Nicolás Marcipar

Personal information
- Full name: Nicolás Marcipar Idelsohn
- Date of birth: 13 February 2008 (age 18)
- Place of birth: Castelldefels, Spain
- Height: 1.83 m (6 ft 0 in)
- Positions: Defender; midfielder;

Team information
- Current team: Barcelona

Youth career
- 2014–2018: Sant Cugat
- 2018–: Barcelona

Senior career*
- Years: Team / Apps / (Gls)
- 2026–: Barcelona / 0 / (0)

International career
- 2024: Argentina U15 / 2 / (0)
- 2024–: Argentina U17 / 3 / (0)

= Nicolás Marcipar =

Argentine professional footballer (born 2008)

Nicolás Marcipar Idelsohn (born 13 February 2008) is a spanish-argentine professional footballer who plays as a defender for La Liga side Barcelona. Born in Spain, he represents Argentina at international level.

==Early life==
Marcipar's parents, Javier and Muriel, were born in Santa Fe, Argentina, and emigrated to Spain in 1999, settling in the Province of Barcelona. Marcipar was born on 13 February 2008, alongside his twin sister, Paula, in Barcelona. Growing up, he supported Argentine Primera División side Unión de Santa Fe, as it was the club his parents supported.

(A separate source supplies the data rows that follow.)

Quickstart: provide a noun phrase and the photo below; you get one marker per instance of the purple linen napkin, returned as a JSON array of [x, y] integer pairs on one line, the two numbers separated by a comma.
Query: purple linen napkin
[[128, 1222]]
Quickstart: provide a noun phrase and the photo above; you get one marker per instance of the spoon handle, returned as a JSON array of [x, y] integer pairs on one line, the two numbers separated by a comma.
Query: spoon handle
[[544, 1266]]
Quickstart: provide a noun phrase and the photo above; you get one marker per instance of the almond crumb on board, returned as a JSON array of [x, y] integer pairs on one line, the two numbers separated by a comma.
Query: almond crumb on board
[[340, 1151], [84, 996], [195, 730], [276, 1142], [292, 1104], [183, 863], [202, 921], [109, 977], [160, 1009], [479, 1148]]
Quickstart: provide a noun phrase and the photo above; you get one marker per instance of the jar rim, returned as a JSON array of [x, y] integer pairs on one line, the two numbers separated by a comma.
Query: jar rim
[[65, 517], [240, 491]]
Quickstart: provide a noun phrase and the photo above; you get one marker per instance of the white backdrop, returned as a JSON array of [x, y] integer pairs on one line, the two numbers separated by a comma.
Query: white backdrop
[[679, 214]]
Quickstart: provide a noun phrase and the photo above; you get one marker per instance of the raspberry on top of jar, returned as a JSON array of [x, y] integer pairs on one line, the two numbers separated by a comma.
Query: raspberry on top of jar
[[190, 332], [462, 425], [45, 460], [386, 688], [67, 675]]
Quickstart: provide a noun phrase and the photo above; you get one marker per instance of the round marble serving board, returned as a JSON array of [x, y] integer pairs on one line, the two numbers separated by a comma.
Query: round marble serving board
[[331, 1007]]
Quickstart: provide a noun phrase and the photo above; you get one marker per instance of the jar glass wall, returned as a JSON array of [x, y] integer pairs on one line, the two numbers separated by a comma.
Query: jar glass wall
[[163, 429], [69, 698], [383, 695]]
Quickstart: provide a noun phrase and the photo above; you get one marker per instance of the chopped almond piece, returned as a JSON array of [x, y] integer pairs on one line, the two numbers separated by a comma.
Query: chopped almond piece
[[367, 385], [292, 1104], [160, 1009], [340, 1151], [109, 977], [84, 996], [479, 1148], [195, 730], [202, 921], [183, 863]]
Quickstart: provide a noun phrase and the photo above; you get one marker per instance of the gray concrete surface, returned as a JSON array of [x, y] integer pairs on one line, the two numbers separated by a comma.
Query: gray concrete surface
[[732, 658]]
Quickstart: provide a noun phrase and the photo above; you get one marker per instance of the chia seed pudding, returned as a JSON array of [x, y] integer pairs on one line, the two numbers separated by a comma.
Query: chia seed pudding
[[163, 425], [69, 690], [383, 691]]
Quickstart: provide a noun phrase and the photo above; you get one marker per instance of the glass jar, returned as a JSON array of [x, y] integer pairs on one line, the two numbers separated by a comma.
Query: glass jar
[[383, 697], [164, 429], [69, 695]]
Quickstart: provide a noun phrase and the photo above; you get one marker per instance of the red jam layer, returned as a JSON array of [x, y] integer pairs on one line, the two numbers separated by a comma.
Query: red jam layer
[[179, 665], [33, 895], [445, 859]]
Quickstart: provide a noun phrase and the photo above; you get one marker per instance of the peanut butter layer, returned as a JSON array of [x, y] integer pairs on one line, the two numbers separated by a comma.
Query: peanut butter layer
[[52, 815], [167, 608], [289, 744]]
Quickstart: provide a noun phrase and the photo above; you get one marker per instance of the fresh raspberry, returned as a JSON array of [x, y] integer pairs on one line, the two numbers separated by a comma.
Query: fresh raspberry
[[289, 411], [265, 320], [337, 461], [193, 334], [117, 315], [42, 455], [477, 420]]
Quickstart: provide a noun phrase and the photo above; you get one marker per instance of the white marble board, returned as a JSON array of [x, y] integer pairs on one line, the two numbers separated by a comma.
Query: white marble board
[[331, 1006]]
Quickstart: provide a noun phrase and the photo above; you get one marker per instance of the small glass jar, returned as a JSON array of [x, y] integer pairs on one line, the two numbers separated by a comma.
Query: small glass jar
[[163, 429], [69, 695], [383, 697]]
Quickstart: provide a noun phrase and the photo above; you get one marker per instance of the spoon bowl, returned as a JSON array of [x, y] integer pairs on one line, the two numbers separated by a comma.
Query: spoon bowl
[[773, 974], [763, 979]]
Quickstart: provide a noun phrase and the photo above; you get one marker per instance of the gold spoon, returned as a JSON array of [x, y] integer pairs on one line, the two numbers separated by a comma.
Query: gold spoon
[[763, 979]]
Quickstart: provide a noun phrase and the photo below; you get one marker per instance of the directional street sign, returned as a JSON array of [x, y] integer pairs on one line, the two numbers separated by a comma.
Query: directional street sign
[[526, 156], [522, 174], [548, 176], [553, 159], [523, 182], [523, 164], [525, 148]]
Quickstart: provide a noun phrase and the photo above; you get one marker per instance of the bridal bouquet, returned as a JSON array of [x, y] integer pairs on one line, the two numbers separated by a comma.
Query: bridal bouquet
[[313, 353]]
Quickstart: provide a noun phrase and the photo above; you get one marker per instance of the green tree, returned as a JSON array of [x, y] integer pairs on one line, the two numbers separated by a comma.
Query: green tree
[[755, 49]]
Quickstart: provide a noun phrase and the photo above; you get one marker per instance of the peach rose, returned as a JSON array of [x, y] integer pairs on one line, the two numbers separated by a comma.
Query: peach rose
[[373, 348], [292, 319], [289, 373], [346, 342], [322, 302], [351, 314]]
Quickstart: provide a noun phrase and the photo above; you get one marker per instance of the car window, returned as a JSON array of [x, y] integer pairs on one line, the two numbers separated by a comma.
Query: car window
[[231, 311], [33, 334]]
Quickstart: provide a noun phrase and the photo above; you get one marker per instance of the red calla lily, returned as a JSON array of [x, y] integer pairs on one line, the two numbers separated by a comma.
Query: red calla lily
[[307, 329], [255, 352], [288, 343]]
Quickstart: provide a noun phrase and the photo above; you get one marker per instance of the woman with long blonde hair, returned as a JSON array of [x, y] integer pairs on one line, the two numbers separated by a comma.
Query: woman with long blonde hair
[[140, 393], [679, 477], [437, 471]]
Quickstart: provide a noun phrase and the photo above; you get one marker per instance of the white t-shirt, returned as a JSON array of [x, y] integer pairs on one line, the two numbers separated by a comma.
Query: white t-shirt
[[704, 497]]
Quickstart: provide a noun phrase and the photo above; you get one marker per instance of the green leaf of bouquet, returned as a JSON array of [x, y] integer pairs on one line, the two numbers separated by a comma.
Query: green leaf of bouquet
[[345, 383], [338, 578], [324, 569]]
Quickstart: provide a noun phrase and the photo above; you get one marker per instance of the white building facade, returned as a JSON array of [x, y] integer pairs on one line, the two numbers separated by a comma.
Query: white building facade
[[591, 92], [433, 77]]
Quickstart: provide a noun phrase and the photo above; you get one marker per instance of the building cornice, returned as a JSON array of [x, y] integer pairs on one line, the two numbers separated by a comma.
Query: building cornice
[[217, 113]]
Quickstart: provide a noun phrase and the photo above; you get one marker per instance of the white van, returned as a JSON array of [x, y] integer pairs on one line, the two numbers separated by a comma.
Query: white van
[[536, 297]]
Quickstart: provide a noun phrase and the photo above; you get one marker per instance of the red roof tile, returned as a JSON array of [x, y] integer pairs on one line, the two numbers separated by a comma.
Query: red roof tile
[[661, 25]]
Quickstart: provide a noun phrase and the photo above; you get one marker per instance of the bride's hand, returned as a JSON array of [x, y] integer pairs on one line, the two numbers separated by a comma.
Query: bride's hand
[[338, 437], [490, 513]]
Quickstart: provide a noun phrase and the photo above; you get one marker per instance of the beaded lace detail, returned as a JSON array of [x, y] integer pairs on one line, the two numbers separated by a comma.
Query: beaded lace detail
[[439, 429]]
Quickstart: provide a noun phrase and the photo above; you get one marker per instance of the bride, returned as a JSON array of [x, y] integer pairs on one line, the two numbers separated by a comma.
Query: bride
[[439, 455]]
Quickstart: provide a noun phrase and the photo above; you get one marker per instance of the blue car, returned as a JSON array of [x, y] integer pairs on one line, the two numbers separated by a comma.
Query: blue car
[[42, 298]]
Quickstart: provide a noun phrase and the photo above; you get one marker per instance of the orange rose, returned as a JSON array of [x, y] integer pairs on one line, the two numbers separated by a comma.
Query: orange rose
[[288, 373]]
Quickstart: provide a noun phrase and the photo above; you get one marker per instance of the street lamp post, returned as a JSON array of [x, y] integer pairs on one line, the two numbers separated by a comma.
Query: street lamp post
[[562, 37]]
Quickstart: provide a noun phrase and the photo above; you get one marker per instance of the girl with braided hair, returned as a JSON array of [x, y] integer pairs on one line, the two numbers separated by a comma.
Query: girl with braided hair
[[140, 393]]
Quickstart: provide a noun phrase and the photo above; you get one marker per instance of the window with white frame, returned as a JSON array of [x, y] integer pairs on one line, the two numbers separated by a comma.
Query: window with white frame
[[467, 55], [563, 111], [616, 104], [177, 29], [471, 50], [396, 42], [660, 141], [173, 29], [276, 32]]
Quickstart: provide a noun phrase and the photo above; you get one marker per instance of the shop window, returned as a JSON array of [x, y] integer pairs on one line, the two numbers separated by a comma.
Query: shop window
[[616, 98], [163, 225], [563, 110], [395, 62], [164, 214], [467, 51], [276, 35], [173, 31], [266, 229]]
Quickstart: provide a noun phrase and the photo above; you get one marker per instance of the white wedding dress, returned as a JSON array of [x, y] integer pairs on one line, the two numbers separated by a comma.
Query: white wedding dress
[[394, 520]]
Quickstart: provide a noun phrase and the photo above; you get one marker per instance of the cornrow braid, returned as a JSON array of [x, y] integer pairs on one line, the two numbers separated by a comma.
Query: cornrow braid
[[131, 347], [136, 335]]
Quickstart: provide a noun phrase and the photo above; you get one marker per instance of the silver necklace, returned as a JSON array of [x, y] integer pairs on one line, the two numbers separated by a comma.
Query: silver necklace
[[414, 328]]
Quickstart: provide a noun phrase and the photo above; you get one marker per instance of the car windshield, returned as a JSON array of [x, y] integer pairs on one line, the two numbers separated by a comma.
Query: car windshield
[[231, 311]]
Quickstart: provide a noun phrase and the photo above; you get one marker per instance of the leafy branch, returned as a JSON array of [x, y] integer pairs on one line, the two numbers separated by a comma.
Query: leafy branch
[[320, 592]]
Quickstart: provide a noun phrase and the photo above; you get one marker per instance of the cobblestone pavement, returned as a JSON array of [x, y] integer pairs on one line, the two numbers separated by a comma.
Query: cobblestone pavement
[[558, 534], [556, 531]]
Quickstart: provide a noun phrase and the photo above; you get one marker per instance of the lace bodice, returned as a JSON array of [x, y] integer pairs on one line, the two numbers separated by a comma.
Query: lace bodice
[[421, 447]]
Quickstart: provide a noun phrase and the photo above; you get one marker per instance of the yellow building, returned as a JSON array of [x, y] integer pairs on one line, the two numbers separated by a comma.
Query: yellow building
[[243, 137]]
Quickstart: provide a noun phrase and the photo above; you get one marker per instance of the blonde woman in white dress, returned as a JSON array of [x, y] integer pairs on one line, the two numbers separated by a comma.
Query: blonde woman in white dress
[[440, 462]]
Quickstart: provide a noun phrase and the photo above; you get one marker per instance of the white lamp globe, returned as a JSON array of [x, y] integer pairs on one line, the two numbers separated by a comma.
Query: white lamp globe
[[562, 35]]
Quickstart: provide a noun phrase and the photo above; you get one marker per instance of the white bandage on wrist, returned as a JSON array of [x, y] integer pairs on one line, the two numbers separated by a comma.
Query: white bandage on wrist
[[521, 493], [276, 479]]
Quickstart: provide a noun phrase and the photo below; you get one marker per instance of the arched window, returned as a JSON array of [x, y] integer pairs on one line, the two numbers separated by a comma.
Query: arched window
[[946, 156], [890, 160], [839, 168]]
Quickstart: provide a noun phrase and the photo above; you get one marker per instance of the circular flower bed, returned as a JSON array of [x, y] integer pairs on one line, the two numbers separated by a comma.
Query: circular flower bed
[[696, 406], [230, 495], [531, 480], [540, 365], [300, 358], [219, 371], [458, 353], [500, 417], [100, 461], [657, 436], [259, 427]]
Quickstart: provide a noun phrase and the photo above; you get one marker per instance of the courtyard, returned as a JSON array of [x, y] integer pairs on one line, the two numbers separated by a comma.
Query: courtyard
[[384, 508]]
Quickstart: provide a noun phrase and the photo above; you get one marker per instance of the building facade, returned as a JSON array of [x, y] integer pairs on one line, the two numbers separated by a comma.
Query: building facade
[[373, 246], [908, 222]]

As a child, he also took an interest in chess, standing out at the age of five and participating in local tournaments against players three years his senior.

==Club career==
At the age of six, Marcipar joined local side Sant Cugat, based in Sant Cugat del Vallès, and spent three years before attracting the attention of La Liga side Barcelona. He attended a three-month trial with the club at their La Masia academy, before being offered a place for the 2018–19 season in March 2018.

==International career==
Marcipar is eligible to represent both Spain and Argentina at international level. He was called up to Argentina's under-15 team in July 2022. He was called up to the squad again in 2024, ahead of the 2023 South American U-15 Championship, featuring in two friendly matches in preparation for the tournament.